また、震えを抑えようとして無意識に力が入るためか、次第に手首にも痛みを感じるようになり、不安を感じて来院されました。

「震えそのものを何とかしたい」というよりも、

  • 首の疲れを軽くしたい

  • 手首の痛みを楽にしたい

  • 少しでも日常生活を快適に過ごしたい

という目的でのご相談でした。


初診時の症状

初診時に確認できた主な症状は以下の通りです。

首の強い疲労感
手首の痛み
前腕から手にかけての筋肉の緊張
手を安定させようとする過剰な力み

触診では、手や前腕の筋肉が常に緊張状態にあり、力を抜きにくい状態がみられました。

振戦がある場合、身体は無意識に「震えを止めよう」とする反応を起こします。その結果、手を動かす筋肉が過剰に働き続け、筋疲労が蓄積しやすくなることがあります。

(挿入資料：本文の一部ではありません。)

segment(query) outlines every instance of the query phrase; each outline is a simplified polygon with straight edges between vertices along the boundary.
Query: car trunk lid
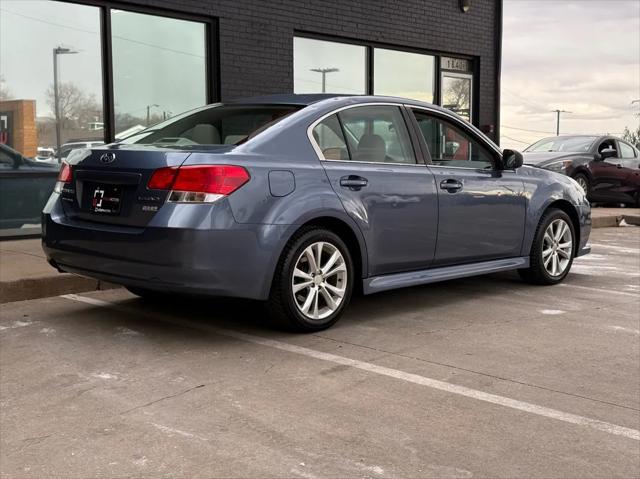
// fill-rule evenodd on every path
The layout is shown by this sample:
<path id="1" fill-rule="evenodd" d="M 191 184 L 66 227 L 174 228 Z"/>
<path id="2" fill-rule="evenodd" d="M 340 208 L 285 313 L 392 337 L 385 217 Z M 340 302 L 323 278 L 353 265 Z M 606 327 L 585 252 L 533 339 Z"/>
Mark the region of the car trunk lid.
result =
<path id="1" fill-rule="evenodd" d="M 122 226 L 145 226 L 168 192 L 150 190 L 154 171 L 180 166 L 190 151 L 138 145 L 76 150 L 69 158 L 72 178 L 62 187 L 68 217 Z"/>

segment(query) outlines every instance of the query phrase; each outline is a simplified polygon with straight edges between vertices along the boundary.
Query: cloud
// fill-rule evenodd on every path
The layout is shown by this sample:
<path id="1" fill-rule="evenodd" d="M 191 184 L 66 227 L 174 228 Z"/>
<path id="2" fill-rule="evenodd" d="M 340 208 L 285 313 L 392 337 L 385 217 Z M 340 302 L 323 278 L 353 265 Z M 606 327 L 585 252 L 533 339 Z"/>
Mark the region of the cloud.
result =
<path id="1" fill-rule="evenodd" d="M 554 132 L 557 108 L 561 132 L 621 133 L 638 98 L 640 2 L 505 0 L 503 146 Z"/>

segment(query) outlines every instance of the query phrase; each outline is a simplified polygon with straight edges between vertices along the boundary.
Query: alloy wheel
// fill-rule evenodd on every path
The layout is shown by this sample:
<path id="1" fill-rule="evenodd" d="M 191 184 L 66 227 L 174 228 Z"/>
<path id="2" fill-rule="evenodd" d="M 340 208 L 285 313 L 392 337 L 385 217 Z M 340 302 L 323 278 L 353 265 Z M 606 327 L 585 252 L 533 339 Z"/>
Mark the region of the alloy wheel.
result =
<path id="1" fill-rule="evenodd" d="M 340 307 L 348 280 L 340 250 L 326 241 L 313 243 L 302 251 L 293 269 L 295 305 L 309 319 L 324 319 Z"/>
<path id="2" fill-rule="evenodd" d="M 558 218 L 544 232 L 542 260 L 544 268 L 553 277 L 561 276 L 571 262 L 573 237 L 564 219 Z"/>
<path id="3" fill-rule="evenodd" d="M 587 179 L 584 176 L 580 175 L 576 177 L 576 181 L 578 185 L 580 185 L 580 188 L 582 188 L 582 191 L 586 193 L 589 188 L 589 185 L 587 184 Z"/>

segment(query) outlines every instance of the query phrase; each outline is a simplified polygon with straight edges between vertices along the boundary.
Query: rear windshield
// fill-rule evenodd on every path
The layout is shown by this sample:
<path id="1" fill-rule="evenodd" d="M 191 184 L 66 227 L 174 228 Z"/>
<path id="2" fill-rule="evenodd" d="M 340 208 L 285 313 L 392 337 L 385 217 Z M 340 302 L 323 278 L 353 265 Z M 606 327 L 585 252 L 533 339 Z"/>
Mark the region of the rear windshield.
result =
<path id="1" fill-rule="evenodd" d="M 239 145 L 300 109 L 289 105 L 215 105 L 158 123 L 120 143 L 154 146 Z"/>

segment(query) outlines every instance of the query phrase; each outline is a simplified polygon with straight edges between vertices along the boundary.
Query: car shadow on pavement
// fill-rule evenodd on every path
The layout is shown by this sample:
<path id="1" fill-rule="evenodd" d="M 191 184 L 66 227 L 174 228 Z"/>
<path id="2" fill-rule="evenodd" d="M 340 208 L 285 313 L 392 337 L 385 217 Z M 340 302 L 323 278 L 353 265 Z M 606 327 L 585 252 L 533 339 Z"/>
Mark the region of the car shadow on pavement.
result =
<path id="1" fill-rule="evenodd" d="M 425 329 L 442 321 L 443 310 L 456 315 L 456 307 L 461 302 L 499 300 L 505 291 L 526 287 L 517 275 L 510 273 L 493 274 L 481 278 L 466 278 L 436 284 L 416 286 L 375 295 L 355 295 L 341 320 L 334 329 L 364 325 L 368 322 L 394 321 L 399 316 L 417 317 Z M 128 328 L 152 334 L 169 328 L 176 339 L 193 339 L 194 329 L 190 325 L 201 325 L 227 330 L 256 333 L 262 336 L 287 337 L 291 333 L 273 324 L 263 303 L 230 298 L 200 298 L 187 296 L 166 296 L 153 300 L 131 296 L 109 301 L 105 306 L 85 305 L 79 315 L 79 323 L 96 321 L 103 326 Z M 438 313 L 429 314 L 431 310 Z M 87 312 L 90 314 L 87 314 Z M 81 317 L 81 319 L 80 319 Z M 167 324 L 169 323 L 169 324 Z M 182 333 L 179 331 L 183 329 Z M 195 333 L 195 336 L 202 336 Z M 226 341 L 226 340 L 225 340 Z"/>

さらに今回は首周囲の筋緊張が強く、首の疲労が増えるほど手のコントロールが難しくなる傾向がみられました。


施術内容と経過

振戦そのものは医療的な管理が必要な症状であるため、整体では医療を代替するのではなく、身体の負担を軽減する目的で施術を行いました。

施術では40分の中で、

  • 首・肩周囲の筋緊張の緩和

  • 肩甲帯から腕への連動改善

  • 前腕〜手部の過緊張の調整

を中心に行いました。

特に重要だったのは、手首だけを施術するのではなく、首から腕へ続く筋肉の流れ全体を整えることでした。

施術後は、

  • 手首の動かしやすさの改善

  • 首の疲労感の軽減

  • 手の力みが抜けやすい感覚

がみられました。

現在は、疲労が蓄積して症状が強くなる前に定期的なメンテナンスとして来院され、身体のコンディション管理を継続されています。


振戦とは

振戦とは、筋肉が自分の意思とは関係なく収縮と弛緩を一定のリズムで繰り返すことで起こる身体の震えを指します。

多くは手や腕などの上肢にみられますが、

  • 頭部

  • 体幹

  • 下肢

などに現れることもあります。

命に関わる症状ではない場合も多い一方で、

  • 字が書きにくい

  • コップを持つのが難しい

  • 細かい作業が困難になる

など、日常生活に大きな影響を及ぼすことがあります。

そのため医療機関での管理を基本としながら、身体の緊張や疲労を整えることで生活のしやすさをサポートしていくことが重要になるケースもあります。


担当スタッフより

振戦のある方は、震えそのものだけでなく「震えを抑えようとする努力」によって身体へ大きな負担がかかっていることが少なくありません。

今回のケースでも、首の疲労が増えることで腕や手の筋肉の緊張が強まり、結果として手首の痛みにつながっている様子がみられました。

整体では症状を治すことを目的とするのではなく、身体の負担を減らし、日常生活を少しでも楽に過ごせる状態を目指して施術を行っています。

医療機関での治療と併用しながら、疲労をため込まない身体づくりのサポートを続けていきたいと考えています。